= Praise to the Living God =

American Judeo-Christian hymn
"Praise to the Living God" is an American Judeo-Christian hymn written in 1884 by Max Landsberg and Newton Mann. It was revised in 1910 by William C. Gannett.

== History ==
Landsberg was a Jewish rabbi of German origin in Rochester, New York. In 1884, he approached Mann, a Unitarian minister, for assistance in adapting the British Methodist hymn "The God of Abraham Praise", itself a loose and Christianized translation of the Jewish hymn "Yigdal", into a more accurate and less Christianized translation of "Yigdal" for interfaith use. Mann wrote "Praise to the Living God" as a version of Yigdal that was suitable for use in both Jewish and Christian worship. However, in 1910, William C. Gannett was approached by Landsberg to revise the hymn. A revision was subsequently completed, despite Gannett claiming it was not his work, and the revised hymn first appeared in the Jewish Union Hymnal in the same year.

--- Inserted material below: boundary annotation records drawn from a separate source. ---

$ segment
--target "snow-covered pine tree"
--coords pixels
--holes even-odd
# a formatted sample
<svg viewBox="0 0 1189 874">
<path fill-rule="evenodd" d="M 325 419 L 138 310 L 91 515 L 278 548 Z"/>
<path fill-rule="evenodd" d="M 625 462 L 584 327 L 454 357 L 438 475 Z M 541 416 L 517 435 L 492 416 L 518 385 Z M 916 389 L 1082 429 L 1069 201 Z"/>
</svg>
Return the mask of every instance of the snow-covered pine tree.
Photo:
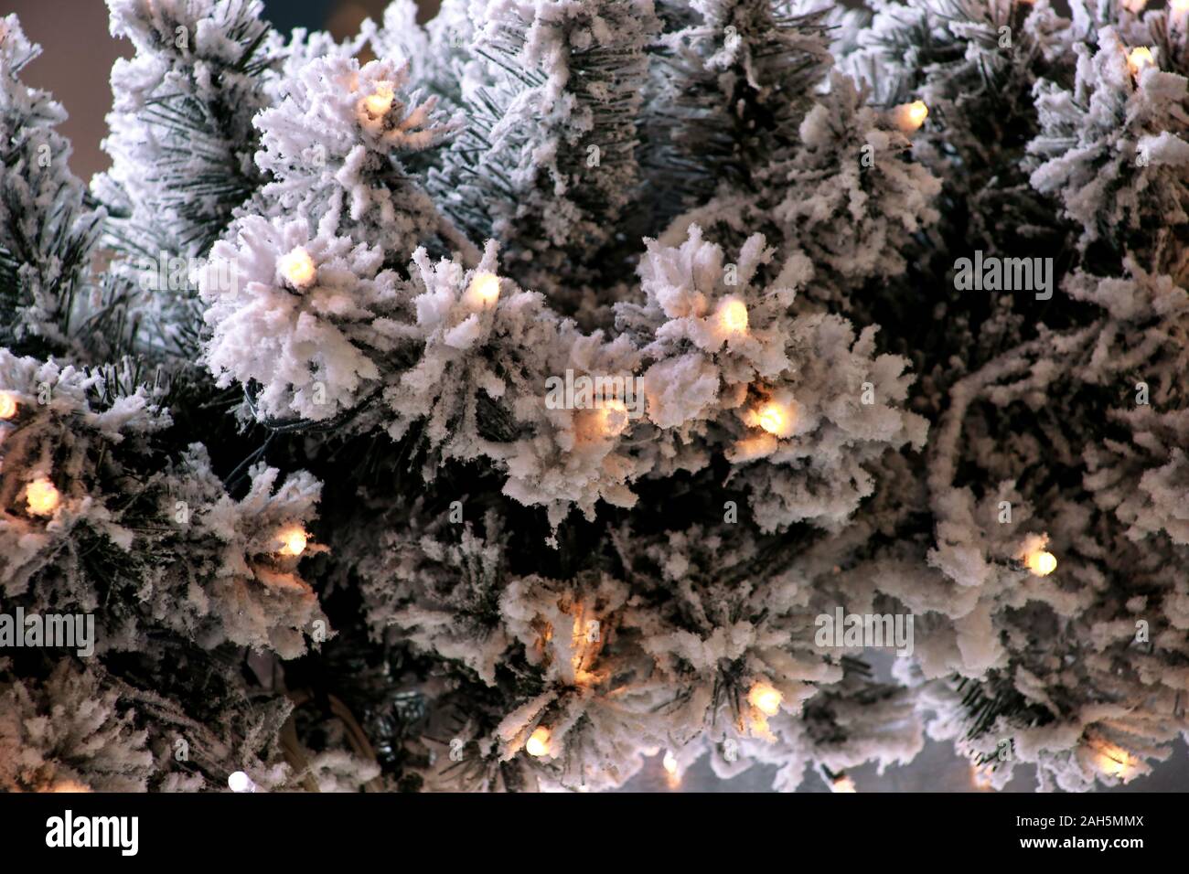
<svg viewBox="0 0 1189 874">
<path fill-rule="evenodd" d="M 0 786 L 845 791 L 927 734 L 1082 790 L 1189 730 L 1182 13 L 108 2 L 89 196 L 0 24 L 0 612 L 95 621 L 0 647 Z"/>
</svg>

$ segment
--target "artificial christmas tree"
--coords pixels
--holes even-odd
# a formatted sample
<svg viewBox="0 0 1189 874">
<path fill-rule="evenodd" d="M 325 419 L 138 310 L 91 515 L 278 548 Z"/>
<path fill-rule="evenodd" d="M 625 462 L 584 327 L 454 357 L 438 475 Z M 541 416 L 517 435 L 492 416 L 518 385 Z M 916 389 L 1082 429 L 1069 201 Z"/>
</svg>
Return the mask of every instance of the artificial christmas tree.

"Praise to The Living God" and its lyrics have often been combined with other hymns to create hybrids. In the 1930s, for example, "The God of Abraham Praise" was sung to a melody called "Leoni" which was composed by Myer Lyon and adopted by Thomas Olivers as the music for the hymn. In 1933, the editors of The Presbyterian Hymnal decided to replace "The God of Abraham Praise" with "Praise to The Living God" in the hymnal. In order to make the new hymn familiar to the congregation, they set it to the tune of the old hymn and substituted the first line of the old with the first line of the new. Consequently, several American hymnals until the 1980s misattributed "The God of Abraham Praise" to Landsberg and Mann instead of crediting Olivers.